Não se tratava, para esses idealistas, ocupar cargos de mando ou posições de destaque em governos democráticos, mas, sim, de contribuir, como jornalistas-cidadãos, para que a democracia fosse restabelecida após o golpe e, uma vez restaurada, fosse mantida, sem riscos de ameaças intermitentes, por ser alma gêmea da liberdade de expressão inerente a um jornalismo que vai perdendo espaço em virtude da invasão tecnológica, dos processos de fragmentação de redes sociais, em que pessoas tentam substituir comunicadores especializados no ofício ingente de transmitir fatos, de repassar informações, de modo a que a sociedade gire nos seus calcanhares e possa extrair a visão crítica diante do que lhe é transmitido. Dines foi um libertário sem ser prosélito. Não aspirava a nenhuma honraria, não buscava nenhum laurel. Era fiel às suas convicções, aos seus princípios, fundados no direito inalienável das pessoas à liberdade ou ao direito de expressão.
Suas crônicas, seus ensaios, seus artigos, seus livros, estão aí para traduzir o homem que Dines foi, a dignidade que ele simbolizou nas denúncias das violações de direitos humanos ou dos excessos dos paus-mandados da ordem baseada no arbítrio, no autoritarismo, na negação da face humana da sociedade, porque refletida em torturas nos porões e nas celas dos Doi-Codi, em desaparecimentos que sinalizavam mortes não oficializadas, em atropelamentos tidos como acidentais, na verdade criminosos, destinados a espalhar o terror, a liquidar pessoas que divergissem, uma vírgula sequer, da longa noite das trevas.

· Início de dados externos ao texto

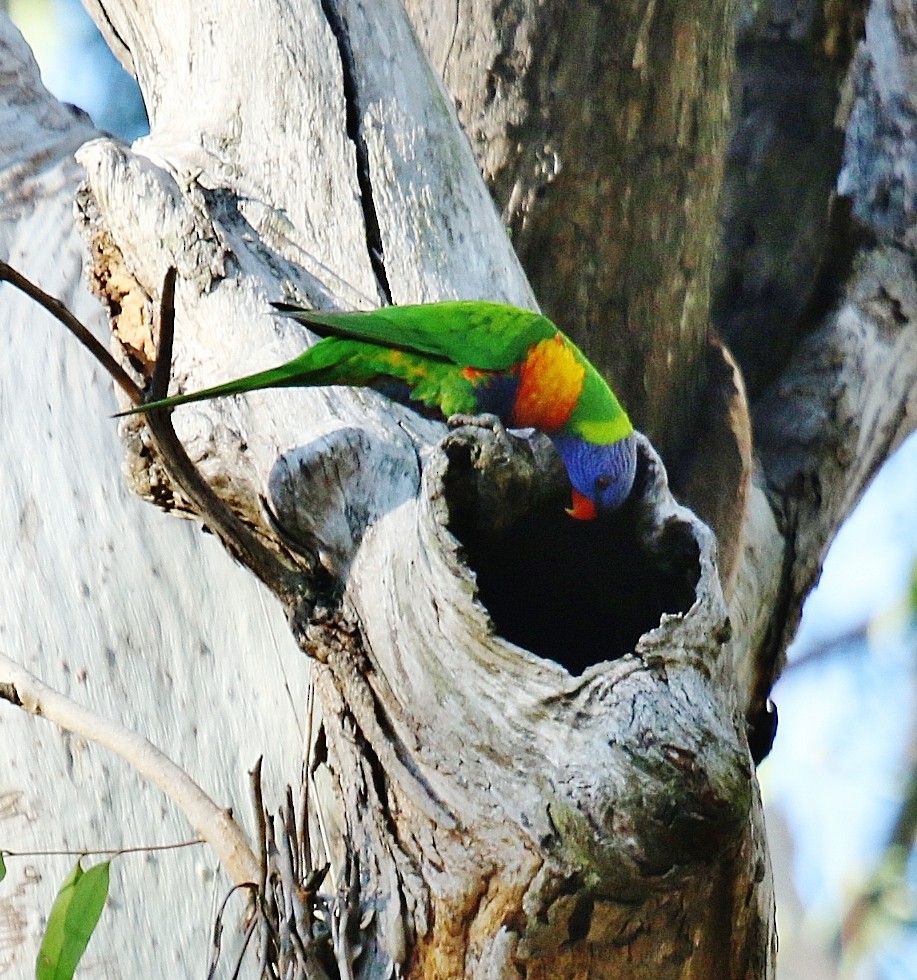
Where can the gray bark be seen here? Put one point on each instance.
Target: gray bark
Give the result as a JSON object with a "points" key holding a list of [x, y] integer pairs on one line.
{"points": [[494, 810]]}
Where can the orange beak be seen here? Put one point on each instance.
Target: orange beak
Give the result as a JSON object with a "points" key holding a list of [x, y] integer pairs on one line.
{"points": [[583, 508]]}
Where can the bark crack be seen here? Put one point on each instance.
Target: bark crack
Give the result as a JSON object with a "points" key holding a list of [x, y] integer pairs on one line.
{"points": [[354, 130]]}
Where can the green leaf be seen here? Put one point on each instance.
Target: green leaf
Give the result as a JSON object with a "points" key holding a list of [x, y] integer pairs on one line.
{"points": [[73, 919]]}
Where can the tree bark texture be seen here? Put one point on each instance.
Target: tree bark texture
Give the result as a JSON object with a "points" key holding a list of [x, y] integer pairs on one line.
{"points": [[533, 739], [626, 104], [500, 811], [135, 615]]}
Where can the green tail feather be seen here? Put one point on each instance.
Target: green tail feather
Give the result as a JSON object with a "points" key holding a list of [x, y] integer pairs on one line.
{"points": [[286, 376]]}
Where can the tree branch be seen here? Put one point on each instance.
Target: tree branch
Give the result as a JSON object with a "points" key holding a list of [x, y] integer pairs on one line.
{"points": [[214, 824]]}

Dines não teve o destino de Vladimir Herzog e de tantos outros jornalistas que chegaram a ser torturados e assassinados nos porões da ditadura militar. Mas Dines foi violentamente censurado, intimidado, perseguido, inquinado a passar por uma experiência de paranoia por ter decidido resistir internamente, enquanto levas de brasileiros buscavam o exílio porque já não tinham mais garantias de aqui sobreviver.
Convivi com jornalistas como Carlos Chagas, Hélio Doyle, Moacir Japiassu, Geneton Moraes Neto, Francisco José, Luiz Fernando Emediato, Carlos Garcia (meu chefe na sucursal de O Estado de S. Paulo no Recife). Trouxe, como vice-presidente e presidente da API, nomes de expressão para debater jornalismo e poder com profissionais paraibanos numa época não tão remota em que havia jornais à mancheia na Paraíba. Hoje, não os há, nessa quantidade. Temos jornalismo, todavia, reproduzido em sites, em blogs, em portais, em emissoras de rádio e televisão, como a lembrar que persiste vida inteligente na sociedade, que sobrevivem ou resistem jornalistas conscientes e dispostos a lutar como guerrilheiros pelo sagrado direito da sociedade à informação. Ponho-me nesse rol e é por isto que dedico a Alberto Dines, que recém-faleceu, as minhas homenagens sinceras, o meu tributo de reconhecimento, o meu agradecimento por tudo o que nos ensinou, em prol de um Brasil melhor. Dines fica pelo exemplo, como tantos outros ficaram!